In this scenario, I was able to provide support for go 1.14 that doesn’t have (math/big).FillBytes() while utilizing the new feature that only appeared in go 1.15

At first glance I fail to see the difference between the above and below

// +build go1.16
import "embed"
// +build !go1.16
// (code without embed)
// go.mod file
module ...
go 1.15 // kaput

(math/big).Int.FillBytes doesn’t exist in go 1.14, why should it compile, when import "embed" doesn’t? I still think this is inconsistent, but I closed this issue because I realized that this was not something new in go1.16 (and hence unlikely to be changed).

Hope that clears up my reasoning on this issue, at least.

I believe that the build tag solution now works correctly with 1.15.11 - go mod tidy is now resilient to stdlib imports which don’t exist.

For the record, you can work around this issue by declaring go 1.16 in your go.mod file and using build tags to guard the use of go:embed. For example:

// +build go1.16

package m

import (
	_ "embed"
	"fmt"
)

//go:embed hello.txt
var s string

Funny enough, I can “workaround” the issue by removing go 1.11 statement from library’s go.mod. 😃

It would be great if there is an official document to list the features each version supports (and to explain features and functionalities are different).

https://tip.golang.org/doc/go1.16 explains which new features were added to go1.16 which are not in go1.15. Once 1.16 is released, anything before 1.15 becomes unsupported.

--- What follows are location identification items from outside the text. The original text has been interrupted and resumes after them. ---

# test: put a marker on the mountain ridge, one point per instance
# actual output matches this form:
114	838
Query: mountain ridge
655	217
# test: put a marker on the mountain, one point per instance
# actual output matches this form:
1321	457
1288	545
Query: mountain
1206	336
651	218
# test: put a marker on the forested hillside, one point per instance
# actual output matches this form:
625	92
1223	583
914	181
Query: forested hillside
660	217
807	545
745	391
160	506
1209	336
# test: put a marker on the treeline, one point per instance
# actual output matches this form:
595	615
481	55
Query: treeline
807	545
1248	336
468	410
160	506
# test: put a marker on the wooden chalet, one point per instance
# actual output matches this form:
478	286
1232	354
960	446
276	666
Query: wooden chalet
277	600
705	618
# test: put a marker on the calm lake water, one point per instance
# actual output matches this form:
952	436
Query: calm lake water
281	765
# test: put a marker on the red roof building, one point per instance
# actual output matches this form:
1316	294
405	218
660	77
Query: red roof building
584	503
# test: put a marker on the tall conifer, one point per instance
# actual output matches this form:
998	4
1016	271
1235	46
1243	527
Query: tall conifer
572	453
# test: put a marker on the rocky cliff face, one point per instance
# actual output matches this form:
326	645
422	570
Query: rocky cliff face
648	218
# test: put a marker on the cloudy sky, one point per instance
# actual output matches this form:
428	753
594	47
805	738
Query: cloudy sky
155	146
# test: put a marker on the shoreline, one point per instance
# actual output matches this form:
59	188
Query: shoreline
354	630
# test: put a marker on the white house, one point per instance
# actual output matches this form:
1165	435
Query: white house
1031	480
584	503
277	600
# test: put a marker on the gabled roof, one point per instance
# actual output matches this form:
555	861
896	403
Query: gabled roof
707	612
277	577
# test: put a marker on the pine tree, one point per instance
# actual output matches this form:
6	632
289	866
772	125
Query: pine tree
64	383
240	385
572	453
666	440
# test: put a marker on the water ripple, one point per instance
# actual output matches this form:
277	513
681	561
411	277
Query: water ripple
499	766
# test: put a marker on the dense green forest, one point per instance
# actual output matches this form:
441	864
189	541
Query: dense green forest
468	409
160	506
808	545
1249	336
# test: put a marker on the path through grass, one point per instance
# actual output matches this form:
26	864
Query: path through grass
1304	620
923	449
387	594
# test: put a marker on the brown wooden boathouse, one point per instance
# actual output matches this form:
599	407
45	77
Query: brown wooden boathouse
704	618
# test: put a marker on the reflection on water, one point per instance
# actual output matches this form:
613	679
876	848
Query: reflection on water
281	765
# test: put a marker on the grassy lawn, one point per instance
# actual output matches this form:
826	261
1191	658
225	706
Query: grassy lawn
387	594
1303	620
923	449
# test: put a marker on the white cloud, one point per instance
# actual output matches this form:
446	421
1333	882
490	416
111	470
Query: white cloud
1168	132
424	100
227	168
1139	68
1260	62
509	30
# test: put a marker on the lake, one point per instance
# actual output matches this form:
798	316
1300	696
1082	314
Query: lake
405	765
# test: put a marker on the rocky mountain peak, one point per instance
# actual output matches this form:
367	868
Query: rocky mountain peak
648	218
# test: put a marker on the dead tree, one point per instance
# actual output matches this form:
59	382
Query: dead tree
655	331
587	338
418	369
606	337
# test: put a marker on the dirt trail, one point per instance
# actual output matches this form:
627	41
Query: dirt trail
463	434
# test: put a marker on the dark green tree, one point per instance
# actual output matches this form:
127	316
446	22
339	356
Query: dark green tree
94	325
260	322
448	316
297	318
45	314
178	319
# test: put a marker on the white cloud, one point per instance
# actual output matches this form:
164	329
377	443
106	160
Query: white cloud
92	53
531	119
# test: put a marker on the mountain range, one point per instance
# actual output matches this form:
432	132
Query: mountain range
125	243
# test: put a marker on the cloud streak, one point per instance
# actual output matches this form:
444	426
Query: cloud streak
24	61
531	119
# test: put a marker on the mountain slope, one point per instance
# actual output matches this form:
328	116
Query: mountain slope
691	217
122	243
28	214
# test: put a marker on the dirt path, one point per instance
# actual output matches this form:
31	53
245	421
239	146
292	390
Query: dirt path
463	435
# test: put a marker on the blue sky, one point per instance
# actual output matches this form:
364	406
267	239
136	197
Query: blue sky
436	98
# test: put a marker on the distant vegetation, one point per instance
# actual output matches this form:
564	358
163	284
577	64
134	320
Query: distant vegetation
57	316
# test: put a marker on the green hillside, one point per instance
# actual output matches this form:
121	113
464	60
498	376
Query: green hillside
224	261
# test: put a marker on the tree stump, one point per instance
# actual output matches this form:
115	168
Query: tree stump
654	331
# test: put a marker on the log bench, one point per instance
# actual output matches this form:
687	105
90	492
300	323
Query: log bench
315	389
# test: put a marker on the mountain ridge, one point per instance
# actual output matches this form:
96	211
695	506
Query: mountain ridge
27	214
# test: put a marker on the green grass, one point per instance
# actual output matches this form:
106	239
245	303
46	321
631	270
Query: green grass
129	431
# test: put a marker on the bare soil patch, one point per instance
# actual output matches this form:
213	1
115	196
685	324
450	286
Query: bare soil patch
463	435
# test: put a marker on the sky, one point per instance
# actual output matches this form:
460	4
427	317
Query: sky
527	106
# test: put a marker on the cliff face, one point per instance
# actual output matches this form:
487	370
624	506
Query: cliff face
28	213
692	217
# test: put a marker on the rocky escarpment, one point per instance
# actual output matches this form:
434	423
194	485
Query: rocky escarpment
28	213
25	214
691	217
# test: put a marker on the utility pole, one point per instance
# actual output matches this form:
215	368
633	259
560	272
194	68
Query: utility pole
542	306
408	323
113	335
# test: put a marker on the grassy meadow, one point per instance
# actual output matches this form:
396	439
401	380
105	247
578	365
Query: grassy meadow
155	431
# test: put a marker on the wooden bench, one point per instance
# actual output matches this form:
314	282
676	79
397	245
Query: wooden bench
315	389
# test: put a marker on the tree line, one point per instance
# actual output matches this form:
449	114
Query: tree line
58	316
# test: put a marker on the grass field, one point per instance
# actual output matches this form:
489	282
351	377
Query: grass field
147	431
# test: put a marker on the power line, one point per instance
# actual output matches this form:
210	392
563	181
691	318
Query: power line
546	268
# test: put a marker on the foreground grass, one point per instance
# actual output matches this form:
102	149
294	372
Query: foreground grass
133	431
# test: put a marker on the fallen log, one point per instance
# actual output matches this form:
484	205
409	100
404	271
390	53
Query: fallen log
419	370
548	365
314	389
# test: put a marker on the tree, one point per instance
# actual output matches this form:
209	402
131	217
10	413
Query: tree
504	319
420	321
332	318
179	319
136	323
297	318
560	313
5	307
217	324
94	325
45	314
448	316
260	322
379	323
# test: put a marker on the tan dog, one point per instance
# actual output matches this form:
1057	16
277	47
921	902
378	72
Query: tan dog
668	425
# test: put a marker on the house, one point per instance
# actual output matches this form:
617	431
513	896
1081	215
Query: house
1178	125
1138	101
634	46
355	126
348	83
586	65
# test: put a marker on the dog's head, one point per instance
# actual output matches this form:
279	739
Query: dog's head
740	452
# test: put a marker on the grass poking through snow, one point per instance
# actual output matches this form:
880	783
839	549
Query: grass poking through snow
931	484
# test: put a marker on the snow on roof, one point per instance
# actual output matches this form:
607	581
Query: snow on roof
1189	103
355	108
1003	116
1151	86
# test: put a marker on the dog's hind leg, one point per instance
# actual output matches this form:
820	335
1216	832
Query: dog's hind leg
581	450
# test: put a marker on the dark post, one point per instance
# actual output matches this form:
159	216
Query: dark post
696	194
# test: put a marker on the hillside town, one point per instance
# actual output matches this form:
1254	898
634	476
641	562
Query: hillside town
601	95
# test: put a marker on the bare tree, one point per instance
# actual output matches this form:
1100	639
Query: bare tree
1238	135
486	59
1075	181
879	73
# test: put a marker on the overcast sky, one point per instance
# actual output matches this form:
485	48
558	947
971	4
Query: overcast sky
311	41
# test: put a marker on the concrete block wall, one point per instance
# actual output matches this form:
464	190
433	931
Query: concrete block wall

If we try to “help” our users by maintaining a table mapping features to versions, this will in effect be supporting unsupported versions of Go and telling people that it is OK to use them. This effort will be far better spent encouraging the community to upgrade to the current tools.

Having spent little time playing around with //go:embed and encountering the error myself, I would say that error message is simple, clear, and reasonable.

If you want to use a language feature introduced in Go 1.16, you will need tools >= 1.16 and version 1.16 or greater specified in your go.mod. I may be missing something, but I can’t think of any scenario where someone would want to add embedding while keeping the Go version specified as 1.15 or less.

I have learned that go mod tidy on 1.15 which uses io/fs, regardless of build tags, will fail. Fair enough! Closing.

For reference, that’s #40067, and it even affects users of modules that try and use new standard library packages.

No module can successfully guard its use of a new standard library package with a build tag and have it not still break downstream users with older Go versions. (I expect this to start happening pretty often now that everyone is excited for embed, unlike when maphash was added.)